Таким образом, свобода - это то основание, на котором должен быть поставлен вопрос о технологии. Хайдеггер отождествляет свободу с тем, что он называет "открытым", пространством, где мы не ограничены "оцепеневшим принуждением слепо следовать за технологией" или - что равнозначно - беспомощно восставать против нее и проклинать ее как работу дьявола. Его настойчивое стремление подходить к технологическому с позиции свободы, в терминах раскрытия, открытия и обитания, является частью давней традиции западной метафизики, когда речь идет об отношениях между людьми и артефактами или техническими объектами.
Эта традиция предполагает, что существует разделение между техническим миром людей и естественным миром нечеловеческих животных. Отдавая предпочтение человеку, эта традиция легко забывает о том, что широкое распространение орудий труда среди животных - это факт. Человек отличается от нечеловека благодаря своей предположительно большей когнитивной способности. Благодаря ей он смог освободиться от чисто инстинктивных отношений с окружающей средой. В этом он отличается не только от животного. Он также отличается от примитива, то есть от класса первобытных людей, которые все еще живут под властью анимизма.
В своей основе эта традиция хранит два вида тревог. Первая - это глубокая тревога по поводу правильного отношения между людьми/человеками, с одной стороны, и вещами/объектами, с другой. Считается, что люди, но, что люди не являются вещами. В этом случае возникает страх перед временем, когда вещи займут место людей, а к людям будут относиться как к вещам. Этот страх находит свое выражение в таких вопросах, как: Какую часть человеческой деятельности должны заменить технические объекты? Поскольку большая часть человеческой деятельности формируется через человеческое тело, какую часть этого тела должны заменить технические объекты? В какой степени технические объекты должны быть сделаны по образу и подобию человека и его тела?
Второй тип тревоги преследует эту традицию. Он проявляется в виде острой ностальгии по мифическому времени, когда человек мог управлять окружающей средой напрямую и по своему желанию. Эта изначальная способность, как нам говорят, была отнята машинами, а технологические артефакты становятся все более сложными и автономными. Теперь они угрожают поработить нас или дегуманизировать, превратив нас в простое продолжение инструментов, которые изначально были призваны служить нам. Таким образом, возникает желание вернуться к временам спонтанных и неопосредованных отношений с миром природы. Второй тип тревоги связан с потерей самодостаточности и страхом, что индустриально-технические объекты больше не являются простыми инструментами и, более того, что они теперь способны изобретать сами себя независимо от наших намерений.

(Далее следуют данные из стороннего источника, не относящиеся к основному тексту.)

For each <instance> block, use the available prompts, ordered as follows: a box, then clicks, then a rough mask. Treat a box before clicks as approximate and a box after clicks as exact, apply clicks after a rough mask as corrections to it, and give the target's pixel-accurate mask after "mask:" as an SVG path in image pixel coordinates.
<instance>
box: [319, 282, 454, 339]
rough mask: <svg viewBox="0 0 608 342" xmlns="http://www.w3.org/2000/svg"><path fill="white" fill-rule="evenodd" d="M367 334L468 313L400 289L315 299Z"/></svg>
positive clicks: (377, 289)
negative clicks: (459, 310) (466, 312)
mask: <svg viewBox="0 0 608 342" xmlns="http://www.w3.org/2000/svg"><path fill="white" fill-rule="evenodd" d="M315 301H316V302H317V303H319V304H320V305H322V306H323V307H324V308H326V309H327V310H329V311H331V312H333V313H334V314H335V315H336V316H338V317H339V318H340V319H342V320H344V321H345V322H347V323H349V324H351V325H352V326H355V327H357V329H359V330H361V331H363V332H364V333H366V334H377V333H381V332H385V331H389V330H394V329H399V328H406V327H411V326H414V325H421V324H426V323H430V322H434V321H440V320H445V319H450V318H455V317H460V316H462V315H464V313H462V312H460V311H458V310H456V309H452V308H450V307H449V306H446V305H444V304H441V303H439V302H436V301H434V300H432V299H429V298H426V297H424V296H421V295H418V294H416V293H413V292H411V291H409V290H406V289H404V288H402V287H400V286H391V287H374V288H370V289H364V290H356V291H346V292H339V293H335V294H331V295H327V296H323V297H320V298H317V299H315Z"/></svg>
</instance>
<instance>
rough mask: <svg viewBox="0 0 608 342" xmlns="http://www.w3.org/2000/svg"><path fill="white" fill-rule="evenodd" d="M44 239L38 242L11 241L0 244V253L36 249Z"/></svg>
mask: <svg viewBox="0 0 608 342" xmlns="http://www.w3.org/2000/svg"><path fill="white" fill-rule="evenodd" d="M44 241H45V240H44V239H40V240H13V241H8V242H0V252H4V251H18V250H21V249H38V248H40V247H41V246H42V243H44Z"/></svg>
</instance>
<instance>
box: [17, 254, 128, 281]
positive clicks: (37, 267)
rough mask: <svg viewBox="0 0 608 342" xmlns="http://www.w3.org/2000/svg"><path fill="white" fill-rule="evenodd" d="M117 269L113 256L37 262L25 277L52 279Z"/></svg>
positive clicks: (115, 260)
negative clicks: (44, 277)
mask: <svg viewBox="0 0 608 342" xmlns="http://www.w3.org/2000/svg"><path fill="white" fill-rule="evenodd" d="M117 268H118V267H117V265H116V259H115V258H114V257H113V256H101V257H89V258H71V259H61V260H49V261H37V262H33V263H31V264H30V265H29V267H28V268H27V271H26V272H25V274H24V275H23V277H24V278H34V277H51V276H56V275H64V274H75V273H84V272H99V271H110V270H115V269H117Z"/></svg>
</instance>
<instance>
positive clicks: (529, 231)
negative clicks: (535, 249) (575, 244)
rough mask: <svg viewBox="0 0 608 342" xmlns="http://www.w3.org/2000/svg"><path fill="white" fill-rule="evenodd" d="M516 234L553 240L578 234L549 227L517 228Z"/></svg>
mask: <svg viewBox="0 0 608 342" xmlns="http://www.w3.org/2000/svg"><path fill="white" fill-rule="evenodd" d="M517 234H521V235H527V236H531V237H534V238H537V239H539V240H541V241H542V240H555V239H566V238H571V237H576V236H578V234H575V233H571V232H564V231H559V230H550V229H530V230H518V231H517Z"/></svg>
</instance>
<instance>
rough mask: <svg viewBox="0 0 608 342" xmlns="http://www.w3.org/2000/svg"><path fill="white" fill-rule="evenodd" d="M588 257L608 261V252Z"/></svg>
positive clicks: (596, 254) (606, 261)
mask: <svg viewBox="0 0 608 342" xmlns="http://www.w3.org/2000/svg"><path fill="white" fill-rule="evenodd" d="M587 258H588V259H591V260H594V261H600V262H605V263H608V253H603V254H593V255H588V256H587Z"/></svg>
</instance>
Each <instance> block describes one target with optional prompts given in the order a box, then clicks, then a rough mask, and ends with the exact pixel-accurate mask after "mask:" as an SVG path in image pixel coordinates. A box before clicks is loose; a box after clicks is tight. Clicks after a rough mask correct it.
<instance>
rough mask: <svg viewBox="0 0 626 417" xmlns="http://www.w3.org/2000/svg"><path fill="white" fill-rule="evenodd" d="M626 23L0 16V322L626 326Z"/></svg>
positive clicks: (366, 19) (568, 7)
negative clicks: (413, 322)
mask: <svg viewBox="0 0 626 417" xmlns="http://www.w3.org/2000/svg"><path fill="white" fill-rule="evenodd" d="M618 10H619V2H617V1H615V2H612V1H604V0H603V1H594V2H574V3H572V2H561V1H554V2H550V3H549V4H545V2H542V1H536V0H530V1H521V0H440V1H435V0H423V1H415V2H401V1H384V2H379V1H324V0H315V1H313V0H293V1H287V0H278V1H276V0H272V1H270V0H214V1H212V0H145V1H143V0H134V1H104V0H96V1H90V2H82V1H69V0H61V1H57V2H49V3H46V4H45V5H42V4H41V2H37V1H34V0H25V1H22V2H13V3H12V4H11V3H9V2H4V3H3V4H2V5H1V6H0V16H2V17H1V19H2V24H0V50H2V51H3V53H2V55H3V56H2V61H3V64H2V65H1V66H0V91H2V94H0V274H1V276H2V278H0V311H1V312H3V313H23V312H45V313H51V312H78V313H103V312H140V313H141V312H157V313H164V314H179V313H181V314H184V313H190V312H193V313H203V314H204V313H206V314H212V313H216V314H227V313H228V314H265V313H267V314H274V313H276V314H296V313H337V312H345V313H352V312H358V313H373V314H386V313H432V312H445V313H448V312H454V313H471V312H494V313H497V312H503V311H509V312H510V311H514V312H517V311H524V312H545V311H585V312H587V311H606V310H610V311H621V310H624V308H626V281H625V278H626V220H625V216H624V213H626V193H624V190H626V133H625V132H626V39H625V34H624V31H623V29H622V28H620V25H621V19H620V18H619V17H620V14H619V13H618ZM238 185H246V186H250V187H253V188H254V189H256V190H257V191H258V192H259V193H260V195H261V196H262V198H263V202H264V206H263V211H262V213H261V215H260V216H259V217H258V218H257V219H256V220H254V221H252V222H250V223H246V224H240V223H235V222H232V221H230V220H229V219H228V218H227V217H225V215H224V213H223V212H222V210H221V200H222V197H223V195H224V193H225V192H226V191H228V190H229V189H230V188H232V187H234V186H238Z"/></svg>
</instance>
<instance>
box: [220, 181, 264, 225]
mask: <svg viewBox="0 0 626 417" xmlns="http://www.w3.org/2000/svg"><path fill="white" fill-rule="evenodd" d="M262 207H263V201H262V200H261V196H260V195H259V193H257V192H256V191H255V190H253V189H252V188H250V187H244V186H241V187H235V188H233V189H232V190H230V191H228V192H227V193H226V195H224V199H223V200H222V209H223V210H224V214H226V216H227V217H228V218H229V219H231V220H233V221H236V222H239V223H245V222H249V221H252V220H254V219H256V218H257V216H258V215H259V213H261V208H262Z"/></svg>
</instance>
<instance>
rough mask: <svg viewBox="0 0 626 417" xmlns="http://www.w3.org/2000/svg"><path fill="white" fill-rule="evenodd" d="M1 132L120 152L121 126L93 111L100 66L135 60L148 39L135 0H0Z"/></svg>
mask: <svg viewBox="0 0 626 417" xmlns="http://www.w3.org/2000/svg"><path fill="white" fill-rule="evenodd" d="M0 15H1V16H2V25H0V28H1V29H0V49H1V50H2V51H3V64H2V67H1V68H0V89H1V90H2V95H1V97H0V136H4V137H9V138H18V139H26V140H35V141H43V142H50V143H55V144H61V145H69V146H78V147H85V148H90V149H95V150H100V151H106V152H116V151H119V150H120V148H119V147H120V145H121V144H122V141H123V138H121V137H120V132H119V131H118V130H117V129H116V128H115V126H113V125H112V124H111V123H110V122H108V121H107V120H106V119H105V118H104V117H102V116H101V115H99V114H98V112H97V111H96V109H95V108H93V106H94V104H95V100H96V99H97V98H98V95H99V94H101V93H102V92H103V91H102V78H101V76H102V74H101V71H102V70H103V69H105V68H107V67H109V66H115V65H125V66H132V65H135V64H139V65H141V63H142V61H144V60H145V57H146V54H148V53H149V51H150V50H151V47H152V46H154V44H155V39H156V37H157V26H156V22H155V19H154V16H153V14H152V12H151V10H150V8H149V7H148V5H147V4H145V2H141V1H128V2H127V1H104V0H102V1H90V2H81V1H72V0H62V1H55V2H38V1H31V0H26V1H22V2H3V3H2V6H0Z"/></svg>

На самом деле, беспрецедентное количество людей сегодня встроено во все более сложные техноструктуры. За последнее десятилетие было разработано множество алгоритмов. Они вдохновлены миром природы и идеями естественного отбора и эволюции. Так, например, генетические алгоритмы - подмножество эволюционных алгоритмов, которые "имитируют действия биологических операторов, таких как клетки". Они "стремятся оптимизировать ответы на проблемы своего окружения путем самогенерирования, включающего процессы мутации и естественного отбора".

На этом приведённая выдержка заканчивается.